Shaping Bhutan’s Future
Yeshey Zimba BA1975, MA1976 tells a self-deprecating story about his struggles to pass a public-policy class during his days at UW–Madison in the mid-1970s.
While studying for a master’s degree in economics, Zimba recalled his difficulty with getting through Professor Dennis Dressing BA1964’s class. Years later, Zimba related the story to Dresang over dinner in Madison.
“[Zimba] joked that he barely got by in the comparative public administration course that he took from me — but he in fact earned an A and distinguished himself as a highly respected leader among the students,” Dresang said.
Zimba went on to prove his governmental abilities by serving in several high-profile roles in the Himalayan Kingdom of Bhutan — including two one-year stints as the nation’s prime minister from 2000–01 and 2004–05.

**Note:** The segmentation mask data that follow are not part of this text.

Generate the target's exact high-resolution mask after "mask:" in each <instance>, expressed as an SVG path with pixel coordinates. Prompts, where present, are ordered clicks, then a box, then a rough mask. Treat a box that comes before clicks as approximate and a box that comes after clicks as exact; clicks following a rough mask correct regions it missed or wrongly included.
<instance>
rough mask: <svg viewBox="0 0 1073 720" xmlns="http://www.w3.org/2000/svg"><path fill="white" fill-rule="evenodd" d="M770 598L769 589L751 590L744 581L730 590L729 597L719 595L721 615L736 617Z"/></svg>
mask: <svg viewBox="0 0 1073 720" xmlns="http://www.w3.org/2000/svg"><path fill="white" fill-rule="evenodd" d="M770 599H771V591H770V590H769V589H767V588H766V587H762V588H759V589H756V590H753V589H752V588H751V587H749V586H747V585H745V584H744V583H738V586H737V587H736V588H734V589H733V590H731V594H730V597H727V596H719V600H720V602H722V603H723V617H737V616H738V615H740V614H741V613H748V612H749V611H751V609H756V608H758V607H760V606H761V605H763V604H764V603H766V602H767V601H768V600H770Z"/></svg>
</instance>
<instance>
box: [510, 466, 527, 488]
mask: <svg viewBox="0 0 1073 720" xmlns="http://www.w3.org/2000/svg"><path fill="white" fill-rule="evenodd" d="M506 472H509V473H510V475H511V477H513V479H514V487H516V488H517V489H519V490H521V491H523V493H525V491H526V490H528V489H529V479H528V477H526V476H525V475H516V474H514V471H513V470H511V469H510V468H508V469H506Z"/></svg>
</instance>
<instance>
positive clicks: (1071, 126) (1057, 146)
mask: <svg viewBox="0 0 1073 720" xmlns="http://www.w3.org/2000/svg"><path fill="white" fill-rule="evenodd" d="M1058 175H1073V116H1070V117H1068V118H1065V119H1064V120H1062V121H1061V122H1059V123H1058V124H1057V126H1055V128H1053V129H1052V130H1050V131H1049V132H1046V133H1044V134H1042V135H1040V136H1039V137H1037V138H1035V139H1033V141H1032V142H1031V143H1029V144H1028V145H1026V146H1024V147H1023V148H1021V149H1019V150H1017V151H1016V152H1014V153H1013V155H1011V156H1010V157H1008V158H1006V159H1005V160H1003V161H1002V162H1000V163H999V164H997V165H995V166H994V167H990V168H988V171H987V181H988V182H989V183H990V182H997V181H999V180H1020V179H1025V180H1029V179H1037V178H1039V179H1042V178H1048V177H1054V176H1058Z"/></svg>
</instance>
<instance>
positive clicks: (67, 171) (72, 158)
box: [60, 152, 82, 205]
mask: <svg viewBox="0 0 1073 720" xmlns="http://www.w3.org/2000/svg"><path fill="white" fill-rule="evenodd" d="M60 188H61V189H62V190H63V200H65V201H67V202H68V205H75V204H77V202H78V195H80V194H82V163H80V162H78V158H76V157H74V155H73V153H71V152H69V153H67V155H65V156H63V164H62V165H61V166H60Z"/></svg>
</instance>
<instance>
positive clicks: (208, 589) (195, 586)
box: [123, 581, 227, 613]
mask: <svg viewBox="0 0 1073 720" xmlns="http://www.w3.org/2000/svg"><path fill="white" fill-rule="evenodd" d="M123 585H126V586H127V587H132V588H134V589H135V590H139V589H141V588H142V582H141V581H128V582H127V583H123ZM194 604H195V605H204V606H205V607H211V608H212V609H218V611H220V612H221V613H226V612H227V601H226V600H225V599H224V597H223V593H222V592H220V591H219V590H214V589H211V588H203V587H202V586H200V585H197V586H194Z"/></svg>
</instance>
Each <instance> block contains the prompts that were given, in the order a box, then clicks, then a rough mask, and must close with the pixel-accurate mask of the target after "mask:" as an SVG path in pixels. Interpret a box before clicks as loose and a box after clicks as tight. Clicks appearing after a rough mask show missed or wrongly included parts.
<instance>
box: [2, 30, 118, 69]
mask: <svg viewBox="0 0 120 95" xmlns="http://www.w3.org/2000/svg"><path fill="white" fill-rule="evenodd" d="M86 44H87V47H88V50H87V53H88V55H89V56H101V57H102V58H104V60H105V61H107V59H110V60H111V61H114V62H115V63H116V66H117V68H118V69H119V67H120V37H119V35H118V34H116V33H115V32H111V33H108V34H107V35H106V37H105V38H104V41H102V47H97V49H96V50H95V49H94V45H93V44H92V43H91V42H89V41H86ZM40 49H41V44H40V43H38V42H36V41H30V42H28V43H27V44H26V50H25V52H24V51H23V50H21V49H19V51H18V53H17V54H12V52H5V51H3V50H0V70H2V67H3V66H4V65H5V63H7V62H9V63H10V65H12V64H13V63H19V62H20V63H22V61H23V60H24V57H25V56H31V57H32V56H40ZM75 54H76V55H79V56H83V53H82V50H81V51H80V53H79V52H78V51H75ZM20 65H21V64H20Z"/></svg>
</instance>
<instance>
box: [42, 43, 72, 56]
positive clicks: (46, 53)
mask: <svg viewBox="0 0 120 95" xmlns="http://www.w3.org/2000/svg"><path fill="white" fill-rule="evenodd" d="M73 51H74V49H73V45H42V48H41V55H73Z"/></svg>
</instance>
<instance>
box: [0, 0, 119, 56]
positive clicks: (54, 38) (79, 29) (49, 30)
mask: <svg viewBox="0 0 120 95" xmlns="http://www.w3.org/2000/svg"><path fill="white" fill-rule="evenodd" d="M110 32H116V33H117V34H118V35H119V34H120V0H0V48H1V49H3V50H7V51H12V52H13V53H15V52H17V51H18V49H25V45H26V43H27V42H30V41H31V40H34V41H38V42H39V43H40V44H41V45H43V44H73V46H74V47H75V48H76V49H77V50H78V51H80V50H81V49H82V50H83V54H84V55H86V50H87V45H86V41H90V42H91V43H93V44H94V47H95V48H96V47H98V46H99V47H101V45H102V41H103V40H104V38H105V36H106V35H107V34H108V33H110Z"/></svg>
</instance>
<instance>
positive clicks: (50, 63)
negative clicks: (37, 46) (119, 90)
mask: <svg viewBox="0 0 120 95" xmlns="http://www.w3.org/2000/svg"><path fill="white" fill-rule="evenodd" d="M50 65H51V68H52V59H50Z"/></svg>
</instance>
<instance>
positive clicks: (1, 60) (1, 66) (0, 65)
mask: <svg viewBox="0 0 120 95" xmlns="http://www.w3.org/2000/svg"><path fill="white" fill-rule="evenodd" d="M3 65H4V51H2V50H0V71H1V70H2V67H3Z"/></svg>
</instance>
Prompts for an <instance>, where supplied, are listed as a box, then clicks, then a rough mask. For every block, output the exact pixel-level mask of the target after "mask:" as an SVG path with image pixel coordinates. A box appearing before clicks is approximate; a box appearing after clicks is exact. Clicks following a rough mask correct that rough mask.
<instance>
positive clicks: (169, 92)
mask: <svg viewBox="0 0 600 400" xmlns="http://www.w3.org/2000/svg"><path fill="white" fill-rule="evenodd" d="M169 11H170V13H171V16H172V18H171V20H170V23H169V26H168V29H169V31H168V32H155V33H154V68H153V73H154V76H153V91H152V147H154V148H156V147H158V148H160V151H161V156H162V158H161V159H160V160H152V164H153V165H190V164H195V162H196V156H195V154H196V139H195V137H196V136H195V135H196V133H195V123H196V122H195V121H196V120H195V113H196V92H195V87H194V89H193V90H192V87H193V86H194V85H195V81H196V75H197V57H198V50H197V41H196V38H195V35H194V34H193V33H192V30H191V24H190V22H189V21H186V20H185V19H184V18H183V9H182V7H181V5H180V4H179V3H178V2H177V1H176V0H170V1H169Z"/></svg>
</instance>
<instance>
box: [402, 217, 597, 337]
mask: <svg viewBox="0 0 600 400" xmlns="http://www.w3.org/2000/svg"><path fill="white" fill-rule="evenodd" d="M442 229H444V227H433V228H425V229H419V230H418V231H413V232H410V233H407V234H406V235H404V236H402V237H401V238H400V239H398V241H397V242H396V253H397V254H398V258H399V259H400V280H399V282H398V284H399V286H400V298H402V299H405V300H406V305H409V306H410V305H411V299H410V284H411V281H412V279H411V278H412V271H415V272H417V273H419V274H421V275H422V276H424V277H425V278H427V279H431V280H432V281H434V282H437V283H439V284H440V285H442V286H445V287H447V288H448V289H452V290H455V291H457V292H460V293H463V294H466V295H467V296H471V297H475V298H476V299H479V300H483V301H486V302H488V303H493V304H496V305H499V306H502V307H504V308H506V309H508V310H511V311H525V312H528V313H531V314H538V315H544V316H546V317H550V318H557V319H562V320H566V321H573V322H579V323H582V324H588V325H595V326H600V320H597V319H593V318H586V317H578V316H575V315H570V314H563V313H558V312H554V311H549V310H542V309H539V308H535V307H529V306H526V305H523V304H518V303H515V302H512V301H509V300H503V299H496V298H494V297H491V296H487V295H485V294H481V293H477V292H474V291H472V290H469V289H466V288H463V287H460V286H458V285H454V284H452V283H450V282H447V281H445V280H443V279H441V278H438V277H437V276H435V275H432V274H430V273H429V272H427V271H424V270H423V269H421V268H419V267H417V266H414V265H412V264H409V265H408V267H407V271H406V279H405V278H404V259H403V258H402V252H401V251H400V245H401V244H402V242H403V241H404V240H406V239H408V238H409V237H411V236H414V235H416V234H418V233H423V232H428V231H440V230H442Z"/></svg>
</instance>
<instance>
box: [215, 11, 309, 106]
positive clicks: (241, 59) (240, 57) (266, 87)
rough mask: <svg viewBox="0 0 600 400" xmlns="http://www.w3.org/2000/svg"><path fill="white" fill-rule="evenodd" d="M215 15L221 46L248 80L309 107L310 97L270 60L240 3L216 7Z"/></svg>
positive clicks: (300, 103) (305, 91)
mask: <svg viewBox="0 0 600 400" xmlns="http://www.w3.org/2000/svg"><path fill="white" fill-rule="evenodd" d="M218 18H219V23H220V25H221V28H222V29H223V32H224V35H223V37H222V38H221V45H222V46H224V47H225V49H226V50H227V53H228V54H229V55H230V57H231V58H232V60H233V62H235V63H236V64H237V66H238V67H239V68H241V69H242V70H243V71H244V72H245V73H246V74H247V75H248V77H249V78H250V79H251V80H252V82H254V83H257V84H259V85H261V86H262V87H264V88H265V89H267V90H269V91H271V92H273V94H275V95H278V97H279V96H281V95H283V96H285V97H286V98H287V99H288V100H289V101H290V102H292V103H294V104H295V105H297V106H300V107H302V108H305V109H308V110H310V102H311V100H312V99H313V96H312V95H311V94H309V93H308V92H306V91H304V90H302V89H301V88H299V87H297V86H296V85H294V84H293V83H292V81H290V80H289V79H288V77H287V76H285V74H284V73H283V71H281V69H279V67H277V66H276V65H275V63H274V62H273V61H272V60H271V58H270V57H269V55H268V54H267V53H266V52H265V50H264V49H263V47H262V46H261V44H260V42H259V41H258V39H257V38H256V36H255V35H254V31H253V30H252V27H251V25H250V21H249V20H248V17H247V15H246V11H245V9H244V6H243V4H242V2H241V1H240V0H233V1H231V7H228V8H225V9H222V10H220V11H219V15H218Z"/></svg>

In the late 1990s, the king of Bhutan devolved public authority to the people, and Zimba helped manage that transition. He dealt with issues including national security and debt, salary increases for civil servants, youth employment, and the Bhutanese constitution.
“What I learned in this great university has contributed immensely to what I am today and to what I was able to contribute to the development of my country,” said Zimba, who in 1998 was awarded the esteemed title of lyonpo by the king.
Zimba has also served as finance secretary, finance minister, trade and industry minister, minister of work and human settlement, and a member of parliament in the small, mountainous nation tucked between India and China.
He is an advocate of using the concept of gross national happiness instead of gross national product to measure responsible development. The idea weighs factors such as cultural integrity, conservation, governance, health and ethical community values in addition to economic activity. He calls the concept “a more relevant development paradigm.”
“The key to the success of the country and achievement of the lofty ideals of ensuring well-being and happiness of the people lies in an effective, caring and just government,” he said.
Surveying Zimba’s career, Dresang noted that Zimba learned his lessons well and “really deserved that A.”